After helming a series of based-on-a-true-story projects including “Million Dollar Arm,” “The Finest Hours,” “I, Tonya” and “Pam & Tommy,” Craig Gillespie was the natural candidate to direct “Dumb Money,” Rebecca Angelo and Lauren Schuker Blum’s chronicle of the January 2021 GameStop stock short squeeze and its reverberations throughout Wall Street. But Gillespie tells Variety it wasn’t his developing pedigree in this eclectic subgenre but an experience closer to home that prompted him to take on the story of Keith Gill, aka Roaring Kitty, and the scrappy bunch of investors who rattled two hedge funds and changed investment culture forever.
“I was living it with my son, who was going through COVID with us, and he was on [the subreddit] r/WallStreetBets from early on,” Gillespie reveals. “He went through this whole drama — the highs, the lows, everything about it — so I was emotionally connected to it.”
In particular, Gillespie says that “Dumb Money” captures one part of a larger post-COVID moment where Americans’ collective attention became focused on systemic wealth, social and cultural inequalities. “This was one of the first ways that as a community, we found [an opportunity] to voice our frustration, and it was at The Man,” he says. Blum and Angelo add that seizing on this story allowed them to explore some existential, not-easily answered questions about an economy and culture shaped by capitalism.

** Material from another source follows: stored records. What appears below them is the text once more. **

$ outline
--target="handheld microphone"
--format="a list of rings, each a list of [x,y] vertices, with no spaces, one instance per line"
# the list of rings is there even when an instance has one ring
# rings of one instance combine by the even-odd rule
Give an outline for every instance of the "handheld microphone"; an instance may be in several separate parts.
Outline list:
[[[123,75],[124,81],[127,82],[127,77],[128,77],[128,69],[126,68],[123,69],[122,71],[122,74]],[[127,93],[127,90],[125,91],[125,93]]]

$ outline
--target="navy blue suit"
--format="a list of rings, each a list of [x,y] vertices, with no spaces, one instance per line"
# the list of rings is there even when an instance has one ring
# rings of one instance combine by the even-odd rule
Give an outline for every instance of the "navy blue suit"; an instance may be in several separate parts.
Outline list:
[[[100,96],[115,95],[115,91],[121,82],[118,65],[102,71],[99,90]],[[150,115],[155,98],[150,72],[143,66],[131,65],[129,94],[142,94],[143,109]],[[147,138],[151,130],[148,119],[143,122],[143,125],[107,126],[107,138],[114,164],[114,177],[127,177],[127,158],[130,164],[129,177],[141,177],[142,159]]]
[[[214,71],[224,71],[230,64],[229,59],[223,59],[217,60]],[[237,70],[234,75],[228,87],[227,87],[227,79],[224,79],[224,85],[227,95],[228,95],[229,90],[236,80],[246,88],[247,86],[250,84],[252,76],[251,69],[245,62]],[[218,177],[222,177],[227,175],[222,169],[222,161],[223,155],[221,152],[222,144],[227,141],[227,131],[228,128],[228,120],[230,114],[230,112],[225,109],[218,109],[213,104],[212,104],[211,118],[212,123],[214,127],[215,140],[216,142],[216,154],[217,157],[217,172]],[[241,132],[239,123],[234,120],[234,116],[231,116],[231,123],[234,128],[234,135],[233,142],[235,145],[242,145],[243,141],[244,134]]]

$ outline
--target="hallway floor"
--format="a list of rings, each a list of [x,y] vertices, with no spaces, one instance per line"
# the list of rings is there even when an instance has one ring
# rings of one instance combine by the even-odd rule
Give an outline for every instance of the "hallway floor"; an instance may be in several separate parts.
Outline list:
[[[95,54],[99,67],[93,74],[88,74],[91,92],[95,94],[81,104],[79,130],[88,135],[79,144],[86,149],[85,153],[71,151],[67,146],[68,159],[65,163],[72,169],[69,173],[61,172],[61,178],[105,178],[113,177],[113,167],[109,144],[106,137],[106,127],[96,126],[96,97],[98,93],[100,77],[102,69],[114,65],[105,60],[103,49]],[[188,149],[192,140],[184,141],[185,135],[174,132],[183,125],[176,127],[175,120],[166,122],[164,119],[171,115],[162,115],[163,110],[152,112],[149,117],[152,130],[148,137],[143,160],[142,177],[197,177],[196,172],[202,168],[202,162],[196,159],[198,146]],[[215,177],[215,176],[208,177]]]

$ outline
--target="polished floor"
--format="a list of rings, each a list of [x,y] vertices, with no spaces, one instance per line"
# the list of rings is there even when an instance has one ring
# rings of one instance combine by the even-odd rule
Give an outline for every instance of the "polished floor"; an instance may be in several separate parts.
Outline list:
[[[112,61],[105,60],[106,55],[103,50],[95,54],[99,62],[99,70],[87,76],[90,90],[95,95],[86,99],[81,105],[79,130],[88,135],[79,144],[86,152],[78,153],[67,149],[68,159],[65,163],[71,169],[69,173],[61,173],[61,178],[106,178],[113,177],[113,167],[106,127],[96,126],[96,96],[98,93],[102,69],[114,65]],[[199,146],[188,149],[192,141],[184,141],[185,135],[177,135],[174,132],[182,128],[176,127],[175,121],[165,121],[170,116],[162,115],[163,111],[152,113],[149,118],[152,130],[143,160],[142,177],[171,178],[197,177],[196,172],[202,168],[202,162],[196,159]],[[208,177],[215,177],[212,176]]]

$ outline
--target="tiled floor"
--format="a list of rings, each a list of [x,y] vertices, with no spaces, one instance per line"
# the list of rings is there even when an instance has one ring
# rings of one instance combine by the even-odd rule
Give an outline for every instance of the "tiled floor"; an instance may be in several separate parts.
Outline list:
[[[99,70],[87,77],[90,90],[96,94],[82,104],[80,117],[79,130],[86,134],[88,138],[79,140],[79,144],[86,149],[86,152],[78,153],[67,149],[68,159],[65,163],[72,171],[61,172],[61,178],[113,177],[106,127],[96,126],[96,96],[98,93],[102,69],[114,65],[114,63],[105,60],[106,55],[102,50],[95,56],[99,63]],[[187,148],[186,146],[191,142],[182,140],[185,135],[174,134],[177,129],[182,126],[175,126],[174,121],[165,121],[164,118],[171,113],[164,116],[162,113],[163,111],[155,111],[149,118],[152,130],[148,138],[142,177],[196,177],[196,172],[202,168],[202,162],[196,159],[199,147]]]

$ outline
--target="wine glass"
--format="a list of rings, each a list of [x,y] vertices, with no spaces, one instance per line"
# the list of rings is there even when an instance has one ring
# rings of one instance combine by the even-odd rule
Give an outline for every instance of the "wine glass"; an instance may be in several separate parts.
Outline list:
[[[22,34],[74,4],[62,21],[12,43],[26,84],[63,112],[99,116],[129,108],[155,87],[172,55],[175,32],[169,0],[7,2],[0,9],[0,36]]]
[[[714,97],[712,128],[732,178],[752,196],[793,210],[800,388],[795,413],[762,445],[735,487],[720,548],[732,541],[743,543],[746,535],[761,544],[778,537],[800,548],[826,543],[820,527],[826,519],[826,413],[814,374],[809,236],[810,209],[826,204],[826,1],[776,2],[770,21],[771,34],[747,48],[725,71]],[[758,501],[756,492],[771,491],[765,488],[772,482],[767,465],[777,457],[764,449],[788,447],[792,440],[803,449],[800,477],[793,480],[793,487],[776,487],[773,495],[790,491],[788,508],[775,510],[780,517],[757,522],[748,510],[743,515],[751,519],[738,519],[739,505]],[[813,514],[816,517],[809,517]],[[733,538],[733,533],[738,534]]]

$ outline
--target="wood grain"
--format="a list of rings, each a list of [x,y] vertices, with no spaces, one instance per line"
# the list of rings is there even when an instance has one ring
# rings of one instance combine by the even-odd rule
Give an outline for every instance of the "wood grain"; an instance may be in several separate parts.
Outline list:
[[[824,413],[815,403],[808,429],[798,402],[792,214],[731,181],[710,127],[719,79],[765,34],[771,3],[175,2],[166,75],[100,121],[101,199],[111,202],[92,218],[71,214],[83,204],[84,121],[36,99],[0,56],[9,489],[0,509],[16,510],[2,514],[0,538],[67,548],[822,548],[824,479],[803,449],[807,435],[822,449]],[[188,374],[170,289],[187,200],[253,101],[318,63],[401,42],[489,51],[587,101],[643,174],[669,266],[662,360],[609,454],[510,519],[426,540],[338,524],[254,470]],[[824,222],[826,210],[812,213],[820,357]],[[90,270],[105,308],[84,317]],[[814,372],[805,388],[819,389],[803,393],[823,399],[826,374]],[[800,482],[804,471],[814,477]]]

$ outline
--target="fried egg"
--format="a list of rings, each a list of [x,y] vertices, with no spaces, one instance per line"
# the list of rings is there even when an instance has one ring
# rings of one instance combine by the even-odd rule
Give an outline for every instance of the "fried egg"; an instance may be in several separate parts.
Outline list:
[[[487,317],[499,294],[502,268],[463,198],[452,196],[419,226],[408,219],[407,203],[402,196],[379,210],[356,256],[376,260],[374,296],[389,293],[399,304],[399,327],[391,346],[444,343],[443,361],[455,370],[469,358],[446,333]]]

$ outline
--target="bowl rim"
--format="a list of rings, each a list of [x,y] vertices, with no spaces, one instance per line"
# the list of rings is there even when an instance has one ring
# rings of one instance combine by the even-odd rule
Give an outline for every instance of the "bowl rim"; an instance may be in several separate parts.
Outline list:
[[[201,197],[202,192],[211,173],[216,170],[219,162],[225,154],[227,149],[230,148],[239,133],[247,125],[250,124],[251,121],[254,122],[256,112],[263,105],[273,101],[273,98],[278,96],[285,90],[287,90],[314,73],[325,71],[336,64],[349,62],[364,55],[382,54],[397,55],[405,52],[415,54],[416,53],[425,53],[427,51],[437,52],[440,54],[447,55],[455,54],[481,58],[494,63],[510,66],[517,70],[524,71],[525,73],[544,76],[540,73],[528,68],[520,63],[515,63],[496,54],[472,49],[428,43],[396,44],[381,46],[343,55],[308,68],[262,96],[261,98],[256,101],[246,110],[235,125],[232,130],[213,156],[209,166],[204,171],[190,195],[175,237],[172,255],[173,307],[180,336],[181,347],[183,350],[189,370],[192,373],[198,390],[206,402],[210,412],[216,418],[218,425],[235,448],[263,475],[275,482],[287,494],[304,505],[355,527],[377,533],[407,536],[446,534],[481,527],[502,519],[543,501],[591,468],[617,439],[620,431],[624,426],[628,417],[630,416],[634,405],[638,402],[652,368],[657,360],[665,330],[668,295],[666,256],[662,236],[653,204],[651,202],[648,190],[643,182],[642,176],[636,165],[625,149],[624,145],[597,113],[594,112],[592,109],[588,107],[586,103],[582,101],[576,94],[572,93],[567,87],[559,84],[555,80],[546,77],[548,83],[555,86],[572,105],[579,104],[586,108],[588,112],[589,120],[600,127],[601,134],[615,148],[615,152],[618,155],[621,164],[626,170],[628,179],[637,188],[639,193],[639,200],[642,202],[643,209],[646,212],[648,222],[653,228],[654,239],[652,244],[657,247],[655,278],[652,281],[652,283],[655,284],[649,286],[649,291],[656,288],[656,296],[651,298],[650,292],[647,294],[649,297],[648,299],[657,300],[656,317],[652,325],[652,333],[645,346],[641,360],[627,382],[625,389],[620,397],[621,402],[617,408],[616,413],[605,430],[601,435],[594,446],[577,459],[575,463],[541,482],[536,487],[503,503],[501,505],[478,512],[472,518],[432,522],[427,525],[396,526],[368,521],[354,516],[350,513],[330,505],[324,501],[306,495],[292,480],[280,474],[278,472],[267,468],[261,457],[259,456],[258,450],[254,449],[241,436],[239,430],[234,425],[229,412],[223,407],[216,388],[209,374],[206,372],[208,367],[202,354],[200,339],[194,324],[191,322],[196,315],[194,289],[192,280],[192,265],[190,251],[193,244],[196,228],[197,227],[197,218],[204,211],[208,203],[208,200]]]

“We realized that this movie is really about who decides value in a society,” says Blum. “Is it the richest people, or is it the customers who shop somewhere? And what is the value of a store like GameStop, what is the value of a human life, and who has the say over that?” Adds Angelo, “this feels like a particularly chaotic, insane time. We try our best to tell stories that gives some kind of larger meaning to what we’re all going through.”
The film follows a cross-section of individuals who participated in or were impacted by the short squeeze, from Reddit investors following Roaring Kitty’s lead to the hedge fund managers and financial technology entrepreneurs scrambling to react as it unfolded. Featuring Paul Dano as the basement-dwelling day trader, Gillespie anchored the tone of his fact-based story around the twin poles of Gill’s unconventional expertise and his comical appearance. “You start out with a guy in a cat T-shirt with a headband on who becomes the poster child for 8 million followers,” he says. “There was a real opportunity to strike a balance between the humor and the drama.”
“It was very important to us as former journalists to get the story to show both sides of it,” says Blum of their cast of characters, from industry experts to investment neophytes, whose diversity further emphasized the effect of the event. “I think you could call Keith Gill a reluctant leader, at best, in this moment,” continues Angelo. “But we see this story as a kind of spark — and the thing about a spark is it can start a conflagration.”
Although an end title card indicates that no regulatory repercussions were implemented in the wake of the GameStop short squeeze, all of the filmmakers say they hope “Dumb Money” motivates viewers to invest more in financial institutions — attention if not money. “We hope that people will walk out of the theater feeling inspired at the power of what they can do, rather than demoralized by what our elected officials have, so far, failed to,” says Angelo.
“You go on this journey, you go on this ride, you understand with this moment in time, but I want there to be this sense of outrage and frustration that hopefully activates something, a conversation at least,” says Gillespie. “Hopefully, it’s a call to action.”